Premio Speciale per le Pari Opportunità e la valorizzazione delle Diversità a IKEA Italia Retail – L’impegno di IKEA Italia nella lotta alla omofobia.

Dopo aver affrontato l’argomento delle pari opportunità di genere (in azienda le donne sono il 58,60% e nelle posizioni manageriali superano il 41%), IKEA Italia ha deciso di affrontare il tema dell’omofobia. A questo scopo, nell’ambito della politica di diversity management, è stata realizzata un’indagine tra i collaboratori per comprendere il livello di inclusione di gay, lesbiche, bisessuali e trans (GLBT) nell’ambiente di lavoro.

Anche a seguito di quanto emerso dalla rilevazione – solo il 12% dei rispondenti ha dichiarato di vivere con imbarazzo il fatto di lavorare accanto ad un collega che si dichiara apertamente GLBT (il 14% della popolazione aziendale) – IKEA ha implementato alcune ulteriori iniziative specifiche, con lo scopo di estendere i trattamenti aziendali applicati ai dipendenti coniugati anche ai dipendenti GLBT in situazione di coppia di fatto.

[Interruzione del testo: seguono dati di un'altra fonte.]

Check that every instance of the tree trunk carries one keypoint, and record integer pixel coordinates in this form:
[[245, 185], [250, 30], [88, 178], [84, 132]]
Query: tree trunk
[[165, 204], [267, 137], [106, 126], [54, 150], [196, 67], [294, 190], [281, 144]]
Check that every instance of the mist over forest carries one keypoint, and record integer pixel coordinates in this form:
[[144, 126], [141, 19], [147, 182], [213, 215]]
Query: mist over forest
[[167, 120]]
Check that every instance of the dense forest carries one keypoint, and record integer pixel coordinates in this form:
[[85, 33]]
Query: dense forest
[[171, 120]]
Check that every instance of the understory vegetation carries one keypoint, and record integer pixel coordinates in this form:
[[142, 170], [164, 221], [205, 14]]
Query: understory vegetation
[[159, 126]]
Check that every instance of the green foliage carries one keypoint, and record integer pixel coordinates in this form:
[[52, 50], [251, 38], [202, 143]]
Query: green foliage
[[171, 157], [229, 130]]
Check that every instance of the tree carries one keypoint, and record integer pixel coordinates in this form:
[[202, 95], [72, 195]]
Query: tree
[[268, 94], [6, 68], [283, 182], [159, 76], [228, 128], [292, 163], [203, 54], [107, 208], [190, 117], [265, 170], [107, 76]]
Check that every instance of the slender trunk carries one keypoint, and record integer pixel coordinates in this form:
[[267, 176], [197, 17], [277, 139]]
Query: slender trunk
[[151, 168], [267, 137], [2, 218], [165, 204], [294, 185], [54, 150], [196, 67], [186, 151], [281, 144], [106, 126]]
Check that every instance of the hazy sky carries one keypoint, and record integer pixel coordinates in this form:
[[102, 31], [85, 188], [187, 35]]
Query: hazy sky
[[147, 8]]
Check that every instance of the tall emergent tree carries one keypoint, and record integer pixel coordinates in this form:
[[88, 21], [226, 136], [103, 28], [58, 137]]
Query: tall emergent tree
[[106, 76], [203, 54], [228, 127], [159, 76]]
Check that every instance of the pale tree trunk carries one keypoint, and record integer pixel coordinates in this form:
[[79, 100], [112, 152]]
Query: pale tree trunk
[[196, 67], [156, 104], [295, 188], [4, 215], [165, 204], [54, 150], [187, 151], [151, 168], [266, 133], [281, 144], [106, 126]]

Coloro che convivono “more uxorio”, anche se dello stesso sesso, possono ora in IKEA ottenere: permessi per nascita di figlio del partner, permessi legati a emergenze familiari e lutti del partner, l’estensione al partner della tutela sanitaria prevista per i dirigenti, il congedo matrimoniale (per chi contrae matrimonio all’estero), un buono acquisto di €120 riservato a chi si sposa o inizia una convivenza, l’estensione al partner dello sconto dipendenti e dell’uso dell’auto aziendale.

Finalisti: Accenture, Allianz Global Assistance, Elica, Iren.

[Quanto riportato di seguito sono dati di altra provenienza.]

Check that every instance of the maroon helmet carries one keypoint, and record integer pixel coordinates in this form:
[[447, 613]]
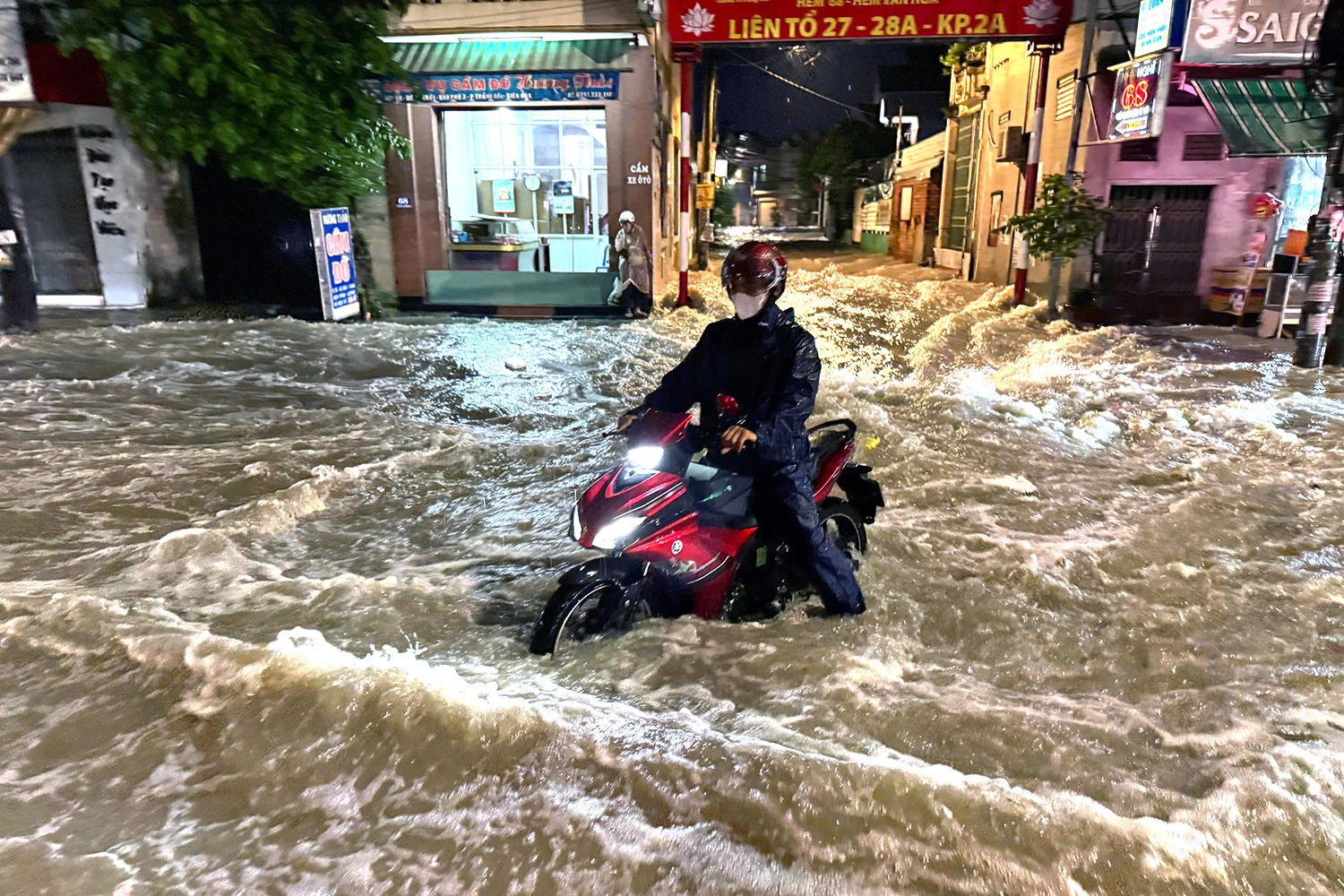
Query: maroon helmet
[[755, 268]]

Per la categoria: consumo sostenibile e catena di fornitura responsabile il vincitore è stato EDILANA Essedi – EDILANA LANATURALE EDILIZIA
Finalisti: Alitalia Compagnia Aerea Italiana, C.D.A. di Cattelan, Cereria Terenzi Evelino, Magazzini Gabrielli.

Per la tutela e sensibilizzazione ambientale il vincitore è la Cooperativa Fattoria della Piana – Agroenergie della piana
Finalisti: Autogrill, Boeing Operations International, Bosch – Tecnologie Diesel e Sistemi Frenanti, Italcementi.

Per l’occupazione dei giovani e promozione dell’inserimento lavorativo
il vincitore è stato BORGO SAN FELICE – Impariamo nel Borgo.
Finalisti: Carta e Matita, Gulliver, Magazzini Gabrielli, Maire Tecnimont.

Infine, per iniziative di responsabilità sociale realizzate da istituzioni ed enti pubblici il premio va all’Università degli Studi di Milano-Bicocca per Bambini Bicocca.
Finalisti: Libera Università di Lingue e Comunicazione IULM e Regione Lombardia – Direzione Generale Sanità, Museo del Novecento.